There was a bed with an ornately carved headboard, an old armoire that held a few clothes, and that was it.

Ben Priest was definitely into minimalism. The bathroom was small, and the medicine cabinet was as empty as the fridge downstairs.

Pine was starting to wonder if the man even lived here.

Or else he had emptied the place before he’d headed west.

Or someone else had.

Melanie Renfro hadn’t mentioned any moving vans, and the furniture was still here, what little there was.

She stared at the bed and then performed the obvious: She looked under it.

Her Maglite hit on something. The bed was high off the floor so there was room. She stretched out a long arm and snagged it, pulling it toward her.

She sat on her haunches and examined the contents of the old cardboard box.

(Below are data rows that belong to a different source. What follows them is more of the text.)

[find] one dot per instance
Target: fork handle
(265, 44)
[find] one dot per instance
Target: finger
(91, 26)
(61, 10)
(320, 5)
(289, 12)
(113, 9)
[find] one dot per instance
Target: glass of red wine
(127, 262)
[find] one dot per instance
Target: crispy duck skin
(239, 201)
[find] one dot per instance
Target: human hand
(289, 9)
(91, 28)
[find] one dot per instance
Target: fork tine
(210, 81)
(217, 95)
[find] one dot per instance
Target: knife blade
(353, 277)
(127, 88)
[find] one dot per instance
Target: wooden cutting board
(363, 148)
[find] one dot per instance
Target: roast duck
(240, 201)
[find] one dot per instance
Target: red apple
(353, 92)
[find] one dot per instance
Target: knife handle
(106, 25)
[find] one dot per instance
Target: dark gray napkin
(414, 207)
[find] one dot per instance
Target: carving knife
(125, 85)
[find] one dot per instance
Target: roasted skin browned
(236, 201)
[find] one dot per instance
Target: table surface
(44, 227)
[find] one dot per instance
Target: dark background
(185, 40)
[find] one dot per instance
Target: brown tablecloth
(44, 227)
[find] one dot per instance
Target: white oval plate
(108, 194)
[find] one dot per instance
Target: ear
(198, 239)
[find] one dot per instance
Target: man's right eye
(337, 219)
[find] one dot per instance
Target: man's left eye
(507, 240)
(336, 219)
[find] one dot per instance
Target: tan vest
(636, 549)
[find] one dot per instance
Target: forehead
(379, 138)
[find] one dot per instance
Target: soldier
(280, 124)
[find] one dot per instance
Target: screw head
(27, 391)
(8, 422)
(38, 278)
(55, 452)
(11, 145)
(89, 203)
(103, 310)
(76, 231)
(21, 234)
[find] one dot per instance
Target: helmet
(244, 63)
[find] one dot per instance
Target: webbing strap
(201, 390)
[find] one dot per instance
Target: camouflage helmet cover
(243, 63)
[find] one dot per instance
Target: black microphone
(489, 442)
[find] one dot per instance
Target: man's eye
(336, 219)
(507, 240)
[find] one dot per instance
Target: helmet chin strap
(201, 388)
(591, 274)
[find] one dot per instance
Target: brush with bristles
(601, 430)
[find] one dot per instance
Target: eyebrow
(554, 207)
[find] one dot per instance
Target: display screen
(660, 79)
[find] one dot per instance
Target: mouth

A ratty basketball jersey, a tarnished trophy. She checked the date. It was from more than twenty years ago. She read the inscription.

“Most Valuable Player — Football, Ben Priest.”

It was from the high school Priest had attended.

There was a pair of tube socks with blue stripes at the top.

And an old basketball, partially deflated.

Why keep this? Did he forget it was even under there?

She sat on the bed and examined the items again.

Jersey, socks, trophy, basketball.

Basketball?

What had Ed Priest said?

His brother hadn’t even liked basketball, but he knew he was good at it.

So why keep a basketball here? And a partially deflated one at that.

She scanned the ball with her light, inch by inch.

Then she probed with her fingers.

Because of her height Pine had been recruited to play basketball in high school and had also competed in the AAU program. She had held thousands of basketballs. Her fingers instinctively knew what the surface felt like, though each ball was slightly different.

Then she found it.

There was a faint short seam, one that did not really line up with the others.

She hit this spot with her Maglite. It ran along one of the black stripes on the ball, barely perceptible. She wouldn’t have even seen it, if she hadn’t felt the anomaly. It was only about two inches long. She felt with her fingers along this line and sensed a bit of a bump.

Hardened glue. The manufacturer hadn’t done that; it was an add-on.

Pine pulled out the Swiss knife she always carried with her and made the cut right along the seam. The leather opened up easily under her blade, and the remaining air quickly escaped as she cut the ball open and separated the two halves.

There was no interior bladder, just a black lining under the leather exterior.

She wasn’t focused on that. She was riveted on the flash drive that was glued to the interior liner. Glued, not just pushed through the hole. Because otherwise it would rattle around if someone picked it up, giving the secret away.

She used her knife to gently free the device from the liner.

She put it in her pocket, put the cut-up basketball back in the box, and slid it under the bed.

She had risen to her feet when she heard a door downstairs open.